Which gives an exception: java.security.cert.CertPathValidatorException: Cannot find the responder's certificate (set using the OCSP security properties).

Answer 1

For future reference I'll post the answer to my own question (partly atleast)

OCSP and CRL checks are implemented in the standard Java implementation already and there is no need for custom code or other providers (BC, ..). They are disabled by default.

To enable this, you have to atleast set two parameters:

(PKIXParameters or PKIXParameterBuilder) params.setRevocationEnabled(true);
Security.setProperty("ocsp.enable", "true");

This will activate OCSP checking when you are trying to validate the certificate path (PKIXCertPathValidatorResult.validate()).

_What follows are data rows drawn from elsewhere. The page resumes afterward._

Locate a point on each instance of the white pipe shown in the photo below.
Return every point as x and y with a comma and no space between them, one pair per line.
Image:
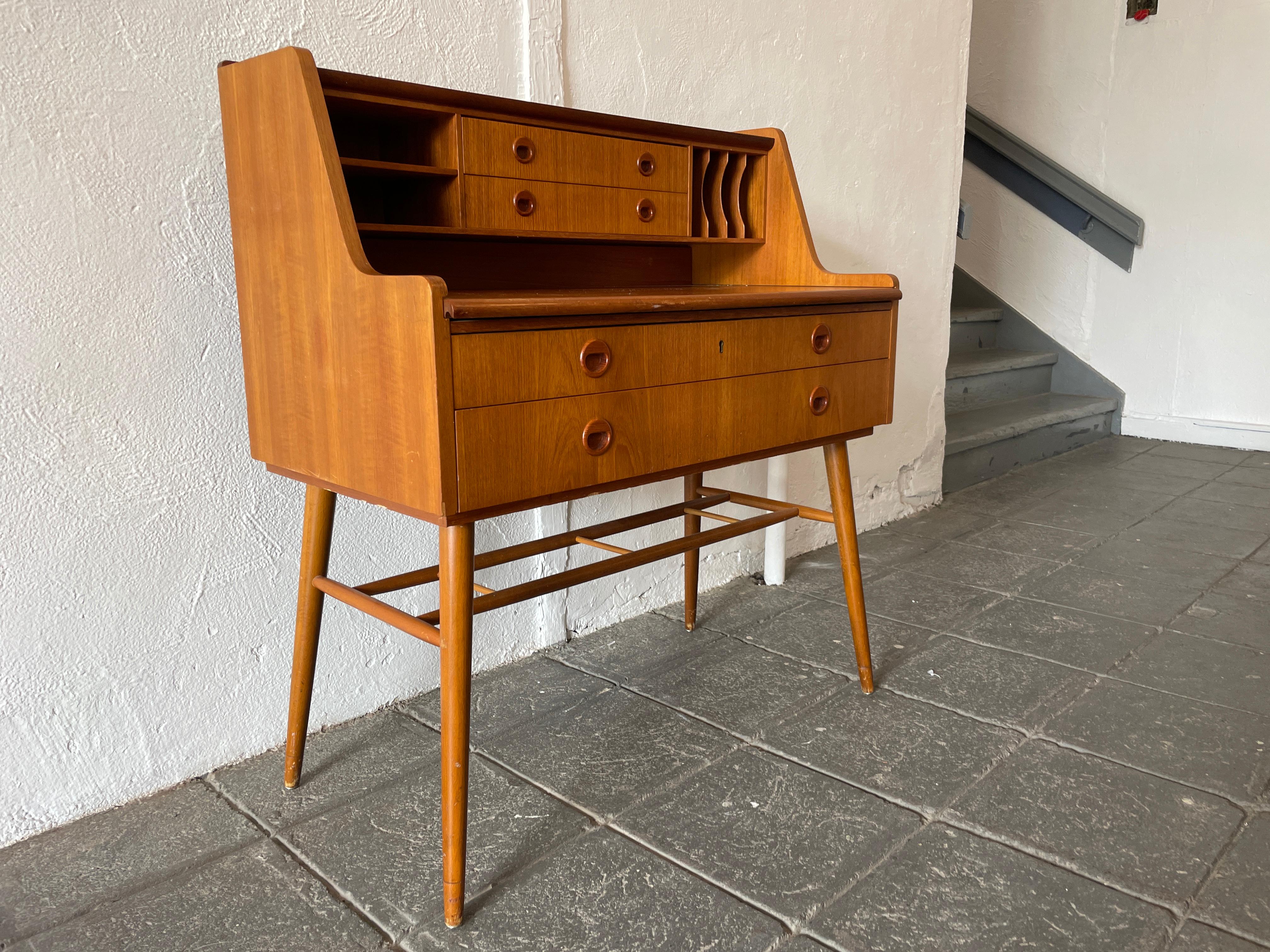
774,544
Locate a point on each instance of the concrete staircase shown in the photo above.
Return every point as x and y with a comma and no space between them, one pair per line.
1000,408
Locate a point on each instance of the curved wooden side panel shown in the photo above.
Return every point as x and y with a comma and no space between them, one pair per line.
347,371
787,256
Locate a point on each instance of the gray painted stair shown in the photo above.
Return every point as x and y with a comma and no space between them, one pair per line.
1000,408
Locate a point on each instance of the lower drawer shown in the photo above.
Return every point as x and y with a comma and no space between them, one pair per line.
524,451
523,205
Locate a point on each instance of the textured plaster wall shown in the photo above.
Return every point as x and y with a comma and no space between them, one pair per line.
1171,120
146,563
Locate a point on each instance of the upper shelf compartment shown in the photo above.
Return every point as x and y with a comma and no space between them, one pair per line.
729,193
401,161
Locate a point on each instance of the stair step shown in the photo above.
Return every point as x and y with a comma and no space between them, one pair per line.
962,315
972,364
1014,418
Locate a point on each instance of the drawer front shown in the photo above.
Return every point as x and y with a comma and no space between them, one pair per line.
539,365
513,151
523,451
548,206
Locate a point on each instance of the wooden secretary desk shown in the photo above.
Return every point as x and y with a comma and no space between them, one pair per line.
459,306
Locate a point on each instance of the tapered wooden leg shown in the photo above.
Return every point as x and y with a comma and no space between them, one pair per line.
314,558
456,680
693,558
849,550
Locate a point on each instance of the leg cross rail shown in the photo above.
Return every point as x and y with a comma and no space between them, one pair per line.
450,627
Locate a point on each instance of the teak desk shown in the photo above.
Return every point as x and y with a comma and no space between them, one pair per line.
459,306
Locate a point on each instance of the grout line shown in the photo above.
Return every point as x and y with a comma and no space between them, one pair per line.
332,888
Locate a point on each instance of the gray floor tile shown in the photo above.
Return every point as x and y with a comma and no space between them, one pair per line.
384,850
256,900
58,875
781,836
1003,687
1208,671
623,652
1142,480
1122,501
1075,517
1239,894
1175,466
972,565
950,890
1210,747
943,522
610,751
736,686
510,696
604,894
1196,537
1127,557
1197,937
1194,451
341,763
1122,596
911,752
1238,619
1239,493
1000,497
1251,579
1248,477
820,632
1104,819
1062,635
1030,540
1230,516
736,607
925,602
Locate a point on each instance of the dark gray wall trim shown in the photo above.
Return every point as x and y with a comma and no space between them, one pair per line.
1016,333
1094,218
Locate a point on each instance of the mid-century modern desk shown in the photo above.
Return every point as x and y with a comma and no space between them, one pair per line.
459,306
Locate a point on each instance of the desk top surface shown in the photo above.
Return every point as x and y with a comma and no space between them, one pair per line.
472,305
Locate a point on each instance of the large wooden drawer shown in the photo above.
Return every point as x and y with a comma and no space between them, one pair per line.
549,206
525,451
515,151
538,365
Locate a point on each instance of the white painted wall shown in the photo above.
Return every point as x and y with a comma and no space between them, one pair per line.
146,563
1171,118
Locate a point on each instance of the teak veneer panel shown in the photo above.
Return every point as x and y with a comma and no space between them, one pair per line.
347,371
477,305
489,204
520,366
576,158
656,429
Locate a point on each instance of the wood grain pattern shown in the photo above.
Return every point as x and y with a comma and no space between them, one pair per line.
520,366
347,371
655,429
586,209
576,158
787,256
473,305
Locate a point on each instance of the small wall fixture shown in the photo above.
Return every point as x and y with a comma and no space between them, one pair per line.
1141,9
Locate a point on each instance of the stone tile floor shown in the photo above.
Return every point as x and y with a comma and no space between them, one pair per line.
1067,751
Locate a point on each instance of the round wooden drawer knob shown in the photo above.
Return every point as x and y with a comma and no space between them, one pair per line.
525,202
595,359
524,150
598,436
821,338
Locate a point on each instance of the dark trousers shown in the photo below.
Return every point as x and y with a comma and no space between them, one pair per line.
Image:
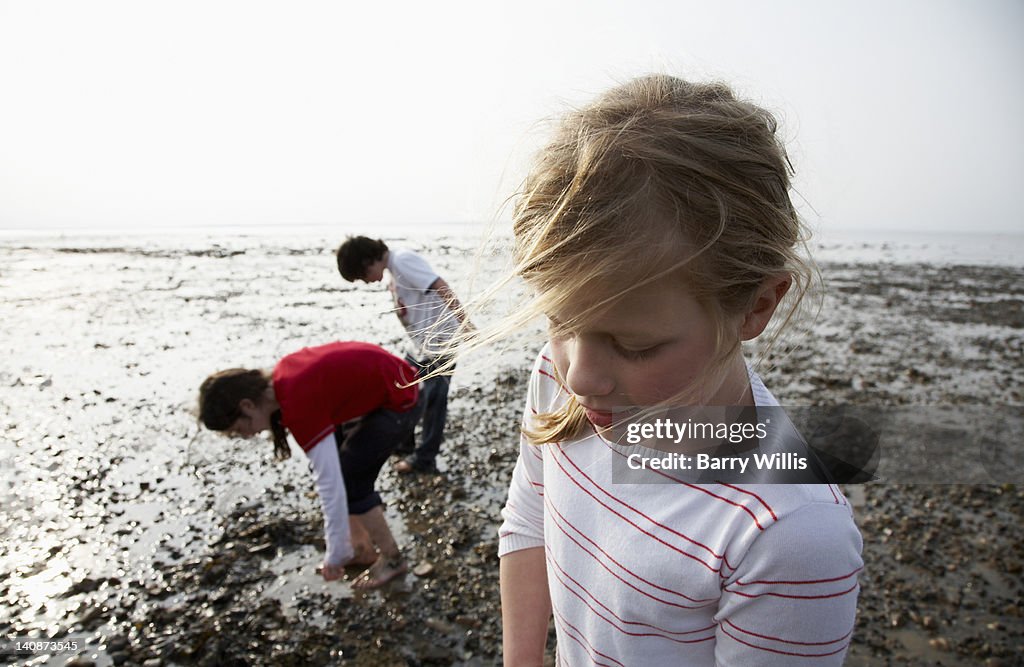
432,405
364,447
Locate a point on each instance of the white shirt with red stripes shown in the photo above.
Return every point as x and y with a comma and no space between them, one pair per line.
681,574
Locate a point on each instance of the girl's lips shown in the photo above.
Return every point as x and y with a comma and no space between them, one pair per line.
599,418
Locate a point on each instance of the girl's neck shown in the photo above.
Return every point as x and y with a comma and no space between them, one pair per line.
735,386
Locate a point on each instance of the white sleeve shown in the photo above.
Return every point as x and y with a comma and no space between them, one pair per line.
523,512
413,271
793,598
334,502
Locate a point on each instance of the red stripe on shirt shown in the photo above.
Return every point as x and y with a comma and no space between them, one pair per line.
608,570
797,583
636,526
591,651
801,643
685,484
555,565
839,594
782,653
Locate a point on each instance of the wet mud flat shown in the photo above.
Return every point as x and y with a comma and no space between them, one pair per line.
158,544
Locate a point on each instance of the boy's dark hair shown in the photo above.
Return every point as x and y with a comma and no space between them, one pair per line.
357,253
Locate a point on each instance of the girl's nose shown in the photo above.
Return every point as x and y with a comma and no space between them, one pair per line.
589,372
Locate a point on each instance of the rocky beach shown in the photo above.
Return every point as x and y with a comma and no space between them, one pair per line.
153,542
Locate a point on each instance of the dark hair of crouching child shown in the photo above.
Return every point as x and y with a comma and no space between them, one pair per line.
356,253
219,403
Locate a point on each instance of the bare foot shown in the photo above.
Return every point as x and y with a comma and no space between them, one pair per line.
380,573
366,554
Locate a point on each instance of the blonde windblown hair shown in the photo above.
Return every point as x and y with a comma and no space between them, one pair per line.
658,176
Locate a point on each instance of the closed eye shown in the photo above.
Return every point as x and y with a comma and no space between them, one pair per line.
633,353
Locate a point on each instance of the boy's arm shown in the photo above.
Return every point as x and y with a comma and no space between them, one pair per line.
525,607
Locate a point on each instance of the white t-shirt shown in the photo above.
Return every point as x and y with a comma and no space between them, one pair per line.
422,310
681,574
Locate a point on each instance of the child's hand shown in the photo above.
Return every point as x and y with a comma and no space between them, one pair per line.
331,573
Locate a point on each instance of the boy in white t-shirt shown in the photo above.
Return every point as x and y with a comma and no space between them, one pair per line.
430,313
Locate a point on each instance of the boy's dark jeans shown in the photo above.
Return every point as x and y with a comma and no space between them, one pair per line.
432,405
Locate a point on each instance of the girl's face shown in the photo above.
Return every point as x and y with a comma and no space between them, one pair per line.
652,344
255,418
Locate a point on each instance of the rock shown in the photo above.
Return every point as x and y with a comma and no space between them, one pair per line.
80,661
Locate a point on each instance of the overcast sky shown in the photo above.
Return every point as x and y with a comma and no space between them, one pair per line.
899,115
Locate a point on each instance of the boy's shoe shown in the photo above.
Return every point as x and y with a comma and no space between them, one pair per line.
410,464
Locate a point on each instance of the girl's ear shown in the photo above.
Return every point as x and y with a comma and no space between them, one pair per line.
769,294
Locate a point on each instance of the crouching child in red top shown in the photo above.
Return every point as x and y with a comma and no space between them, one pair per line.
347,405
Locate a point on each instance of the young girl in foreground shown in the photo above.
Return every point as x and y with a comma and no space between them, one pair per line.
348,405
656,233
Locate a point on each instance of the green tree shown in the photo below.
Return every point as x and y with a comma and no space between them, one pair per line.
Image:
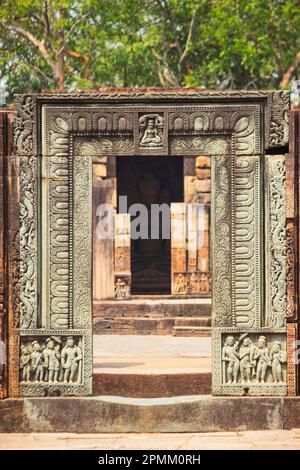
78,44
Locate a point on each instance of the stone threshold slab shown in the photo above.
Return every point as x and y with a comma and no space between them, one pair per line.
107,414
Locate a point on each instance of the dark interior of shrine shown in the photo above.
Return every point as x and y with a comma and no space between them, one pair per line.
148,181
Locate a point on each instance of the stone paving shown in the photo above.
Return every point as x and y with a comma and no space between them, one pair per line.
151,354
252,440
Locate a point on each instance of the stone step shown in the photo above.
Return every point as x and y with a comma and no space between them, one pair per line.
152,385
152,307
106,414
192,321
191,331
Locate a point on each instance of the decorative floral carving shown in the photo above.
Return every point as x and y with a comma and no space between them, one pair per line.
51,360
122,286
290,270
28,245
246,255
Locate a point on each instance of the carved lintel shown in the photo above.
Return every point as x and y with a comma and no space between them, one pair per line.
292,353
122,284
195,282
52,363
24,126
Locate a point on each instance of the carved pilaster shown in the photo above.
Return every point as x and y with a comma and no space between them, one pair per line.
71,133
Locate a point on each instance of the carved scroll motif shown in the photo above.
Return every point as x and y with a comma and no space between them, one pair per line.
221,227
278,126
292,353
24,126
252,362
290,270
276,243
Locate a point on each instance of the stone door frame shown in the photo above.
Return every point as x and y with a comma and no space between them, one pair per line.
56,136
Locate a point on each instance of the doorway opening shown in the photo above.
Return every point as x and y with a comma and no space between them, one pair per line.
148,181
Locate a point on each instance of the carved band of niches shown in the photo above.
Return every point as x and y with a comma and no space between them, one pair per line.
51,360
192,283
254,358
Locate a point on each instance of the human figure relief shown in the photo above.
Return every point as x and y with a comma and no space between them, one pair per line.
230,357
71,357
262,356
52,360
247,362
37,365
278,357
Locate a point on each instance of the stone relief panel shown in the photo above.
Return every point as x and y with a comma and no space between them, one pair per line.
246,243
151,133
276,301
291,266
277,125
122,284
221,226
52,363
252,362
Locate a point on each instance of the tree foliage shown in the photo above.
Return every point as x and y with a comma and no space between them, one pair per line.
78,44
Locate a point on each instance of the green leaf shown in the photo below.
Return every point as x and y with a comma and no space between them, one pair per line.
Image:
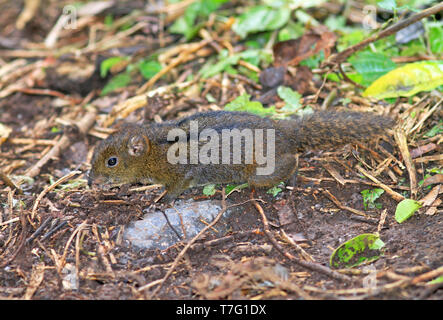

When you want to add the fallback check for CRL if no OCSP is available, add an aditional property:

System.setProperty("com.sun.security.enableCRLDP", "true");

A lot of my problems are happening due to the fact that I have to support different certificate formats (PKCS7, PEM). My implementation works fine for PEM, but since PKCS7 does NOT save ordering of the certificates in the chain it is a bit harder (http://bugs.sun.com/view_bug.do?bug_id=6238093)

X509CertSelector targetConstraints = new X509CertSelector();

targetConstraints.setCertificate(certificates.get(0));
// Here's the issue for PKCS7 certificates since they are not ordered,
// but I havent figured out how I can see what the target certificate
// (lowest level) is in the incoming certificates..

PKIXBuilderParameters params = new PKIXBuilderParameters(anchors, targetConstraints);   

Hope this will be useful remarks for other people as well, perhaps someone can shed a light on how to find the target certificate in an unordered PKCS7 list?